Getting back to this, added the Observability tag to get some feedback from the team as well.

Change 721773 had a related patch set uploaded (by Elukey; author: Elukey):

[operations/puppet@production] mtail: add counter for kernel traps

https://gerrit.wikimedia.org/r/721773

It seems that we do have an mtail metric for segfaults, but when checking Thanos I see a never-increasing counter, even if I can find segfaults during the recent days (maybe I am missing something trivial). When we clear out this issue, and possibly update mtail for traps as well, we could add those to dashboards.

Change 721773 merged by Elukey:

[operations/puppet@production] mtail: add counter for kernel traps

https://gerrit.wikimedia.org/r/721773

Mentioned in SAL (#wikimedia-operations) [2021-09-29T09:54:21Z] <godog> bounce mtail on centrallog* - T246470

While investigating this with @elukey I noticed mtail_lines_total has stopped increasing for centrallog in march (!), a separate but related problem for sure (to be tackled in another task)
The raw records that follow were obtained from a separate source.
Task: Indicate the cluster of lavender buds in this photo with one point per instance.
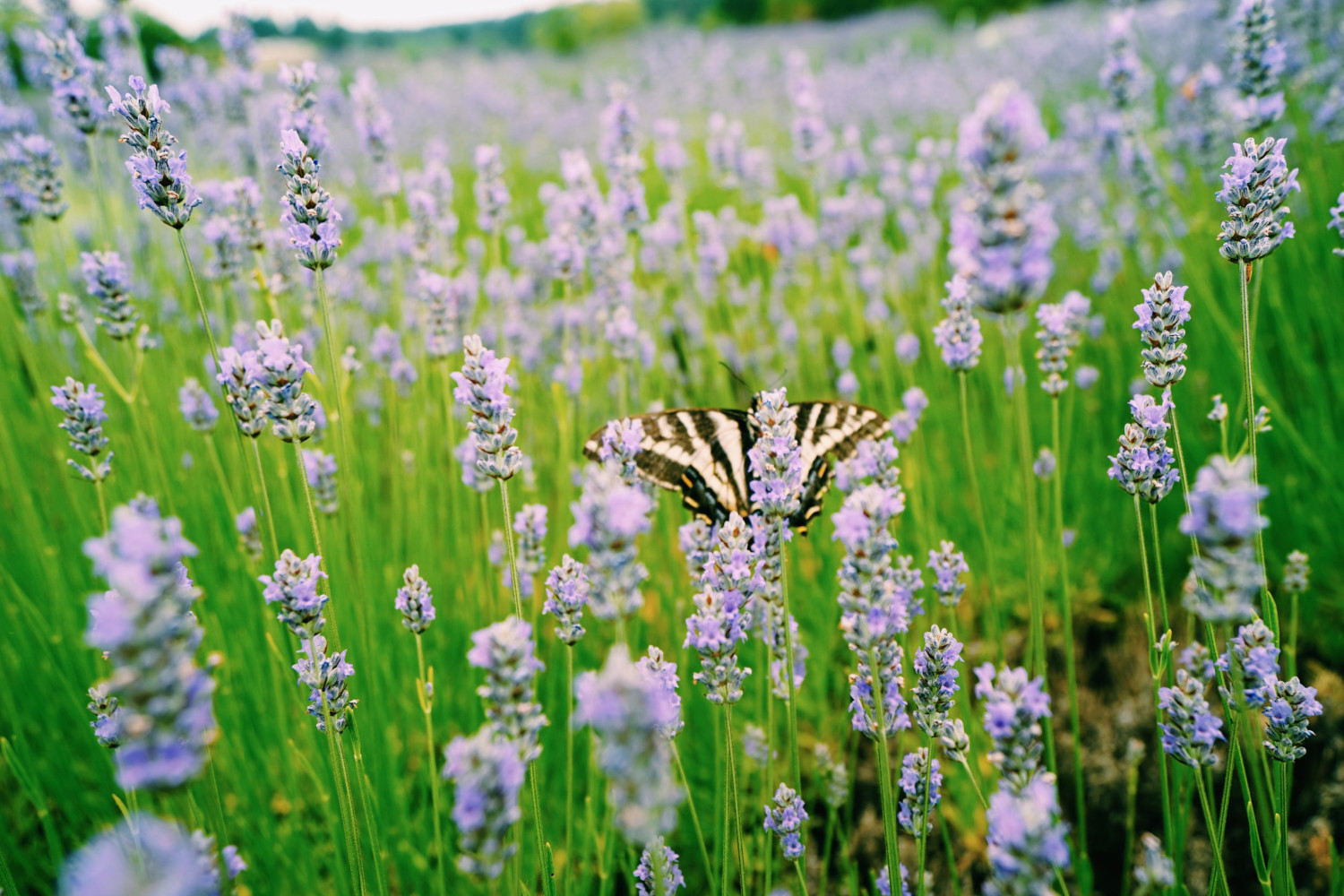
(1225, 519)
(29, 179)
(414, 600)
(1252, 659)
(626, 711)
(107, 281)
(948, 567)
(488, 777)
(1155, 871)
(620, 446)
(935, 688)
(1193, 728)
(481, 390)
(1013, 707)
(1061, 331)
(320, 471)
(959, 333)
(785, 821)
(293, 587)
(728, 582)
(1144, 465)
(1027, 839)
(1288, 705)
(107, 724)
(663, 673)
(249, 535)
(1002, 230)
(508, 656)
(301, 113)
(874, 608)
(147, 629)
(70, 73)
(833, 774)
(1260, 65)
(658, 872)
(85, 410)
(919, 782)
(308, 207)
(158, 172)
(1160, 317)
(148, 855)
(874, 461)
(196, 408)
(325, 675)
(276, 370)
(1255, 185)
(566, 594)
(607, 517)
(492, 196)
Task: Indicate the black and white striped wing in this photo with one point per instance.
(698, 452)
(830, 429)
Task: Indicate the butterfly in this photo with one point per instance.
(703, 452)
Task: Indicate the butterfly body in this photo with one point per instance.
(702, 452)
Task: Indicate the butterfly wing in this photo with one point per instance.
(698, 452)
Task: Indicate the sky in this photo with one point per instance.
(193, 16)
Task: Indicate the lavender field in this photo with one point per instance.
(347, 544)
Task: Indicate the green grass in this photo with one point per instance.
(268, 788)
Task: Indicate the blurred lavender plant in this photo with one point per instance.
(85, 410)
(147, 627)
(1225, 517)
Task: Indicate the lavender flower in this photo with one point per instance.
(625, 712)
(1260, 64)
(247, 533)
(1255, 185)
(324, 676)
(1013, 707)
(1027, 847)
(919, 783)
(1003, 230)
(959, 333)
(1288, 705)
(488, 777)
(293, 587)
(659, 871)
(83, 408)
(935, 689)
(728, 581)
(874, 610)
(948, 565)
(1144, 465)
(198, 409)
(607, 517)
(142, 855)
(507, 654)
(1225, 517)
(663, 673)
(480, 389)
(150, 633)
(277, 370)
(308, 207)
(416, 600)
(158, 174)
(107, 726)
(1193, 731)
(785, 821)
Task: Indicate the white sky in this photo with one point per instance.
(193, 16)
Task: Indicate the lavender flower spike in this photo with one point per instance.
(480, 389)
(83, 408)
(416, 600)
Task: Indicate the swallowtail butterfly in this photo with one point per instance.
(703, 454)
While investigating this with @elukey I noticed mtail_lines_total has stopped increasing for centrallog

This has been fixed, and I can see trap metrics working now:

traps{binary="php-fpm7.2", cluster="syslog", hostname="mw1367", instance="centrallog2001:3903", job="mtail", prog="kernel.mtail", prometheus="ops", site="codfw"} 1
traps{binary="php-fpm7.2", cluster="syslog", hostname="mw1442", instance="centrallog1001:3903", job="mtail", prog="kernel.mtail", prometheus="ops", site="eqiad"} 1
traps{binary="php-fpm7.2", cluster="syslog", hostname="mw1442", instance="centrallog2001:3903", job="mtail", prog="kernel.mtail", prometheus="ops", site="codfw"} 1
traps{binary="php-fpm7.2", cluster="syslog", hostname="wtp1038", instance="centrallog2001:3903", job="mtail", prog="kernel.mtail", prometheus="ops", site="codfw"} 1

I can confirm, thanks a lot for the quick fix!